With this novel, which has been sitting on my shelf for several years, I've completed a quartet of books my daughter read in a January term class at Middlebury College, where Mitchell teaches, as do the authors of the other novels -- Sweet Water, Inspired Sleep and The Book of Hard Things, which all earned three stars. This book earned only two from me because of problems with form, voice, and character, and although I didn't really like it, I can't imagine ever giving a single star -- if I disliked a book that much, I wouldn't finish it.
The form of Mitchell's novel is excerpts covering the same five-week period from the notebooks of three women enrolled in a nature-writing workshop in Burlington, VT, that are bookended by a foreword and afterword written by the workshop leader. There are two big challenges for a writer employing this format. First, journals violate a basic rule of successful fiction -- they tell rather than show. In the hands of a gifted storyteller, telling works, but the writers of these notebooks aren't gifted storytellers. Second, journals are written by I-I-I about me-me-me, and if one is hard to take, three back-to-back can be deadly. Mitchell's novel did not overcome the challenges posed by his chosen form.
The voices of the four women in the novel didn't ring true to me. Simply put: I didn't buy them as women. It wasn't that Mitchell as a man failed to evoke these women accurately and well. Despite multiple sexual encounters, the three diarists all seemed strangely neuter to me. Not once did I have an ah-ha moment where I thought, I've felt like that.
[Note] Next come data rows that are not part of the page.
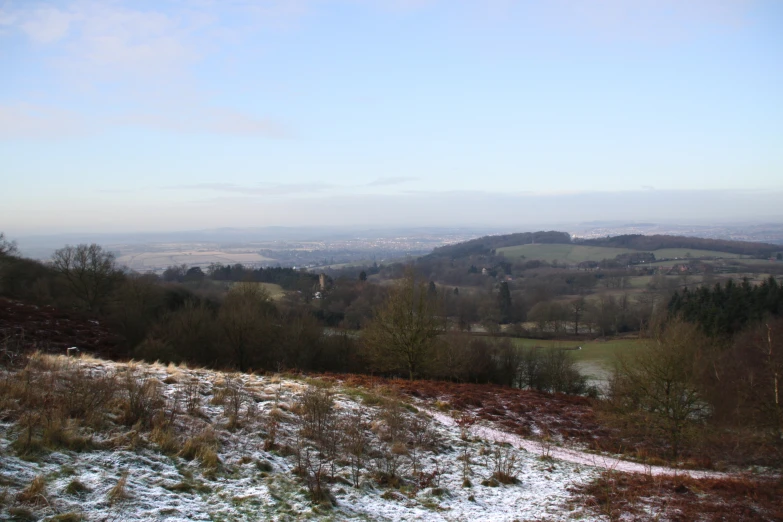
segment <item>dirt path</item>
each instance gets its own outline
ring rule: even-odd
[[[440,422],[445,426],[455,426],[455,420],[437,411],[425,410],[429,413],[433,419]],[[474,437],[479,437],[484,440],[492,442],[507,442],[518,448],[522,448],[531,453],[538,453],[540,455],[548,454],[550,457],[558,460],[564,460],[566,462],[573,462],[576,464],[583,464],[585,466],[593,466],[596,468],[609,469],[613,471],[622,471],[625,473],[642,473],[645,475],[680,475],[688,476],[695,479],[704,478],[728,478],[733,475],[730,473],[721,473],[719,471],[695,471],[687,469],[676,469],[666,466],[650,466],[641,464],[638,462],[630,462],[627,460],[621,460],[608,455],[597,455],[594,453],[588,453],[586,451],[580,451],[569,448],[562,448],[554,445],[545,445],[538,441],[532,441],[524,439],[519,435],[513,433],[507,433],[488,426],[472,426],[470,433]]]

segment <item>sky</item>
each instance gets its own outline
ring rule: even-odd
[[[0,0],[0,231],[783,221],[779,0]]]

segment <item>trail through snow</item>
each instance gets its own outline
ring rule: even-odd
[[[445,426],[456,426],[457,424],[454,418],[450,417],[449,415],[425,408],[422,409],[431,415],[433,419]],[[501,431],[489,426],[471,426],[470,433],[474,437],[479,437],[488,441],[501,443],[506,442],[531,453],[546,453],[554,459],[572,462],[574,464],[582,464],[585,466],[593,466],[596,468],[622,471],[625,473],[642,473],[655,476],[684,475],[694,479],[729,478],[733,476],[731,473],[722,473],[719,471],[697,471],[689,469],[677,469],[667,466],[651,466],[648,464],[642,464],[640,462],[630,462],[627,460],[618,459],[610,455],[598,455],[595,453],[589,453],[587,451],[580,451],[571,448],[544,445],[542,442],[524,439],[519,435]]]

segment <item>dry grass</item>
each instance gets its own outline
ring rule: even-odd
[[[61,513],[51,518],[47,518],[46,522],[82,522],[87,518],[81,513]]]
[[[81,481],[77,479],[73,479],[65,487],[65,492],[68,495],[82,495],[84,493],[89,493],[90,491],[91,491],[90,488],[85,486]]]
[[[119,380],[122,394],[120,402],[122,423],[133,426],[140,422],[148,426],[165,404],[160,382],[130,364]]]
[[[16,500],[23,504],[48,504],[46,498],[46,481],[39,475],[30,484],[16,495]]]
[[[220,466],[218,449],[220,449],[220,441],[217,434],[215,430],[208,427],[187,439],[179,456],[187,460],[198,460],[203,467],[215,470]]]
[[[169,424],[155,426],[150,432],[150,440],[166,455],[175,455],[180,449],[177,435]]]
[[[323,378],[340,381],[344,386],[372,390],[371,395],[381,402],[395,394],[437,401],[439,409],[471,412],[481,420],[523,437],[530,436],[534,427],[546,429],[564,440],[584,443],[607,435],[607,430],[596,419],[593,401],[585,397],[492,384],[409,381],[352,374]]]
[[[109,504],[117,504],[130,498],[128,494],[128,472],[124,472],[113,488],[109,490],[107,499]]]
Finally, the characters of the novel -- four women and the lover they share -- failed to grab me emotionally. In fact, I pretty much actively disliked all five. The problem begins with the man -- a California eco-activist on the run from retribution after his action left other activists holding the bag -- in jail or prison. In Vermont he looks up an old lover, who introduces him to the members of her nature-writing workshop, three of whom he targets as accomplices in his next act of dangerous and destructive monkey-wrenching. His method of persuasion? He seduces the women, persuading each that they're in love with him and part of a couple. So he's a jerk and so is his former lover who betrays her students. And stupid is the best term for the three seduced women. Who is there to like in this story? No one. And in a novel, that is ALWAYS a problem.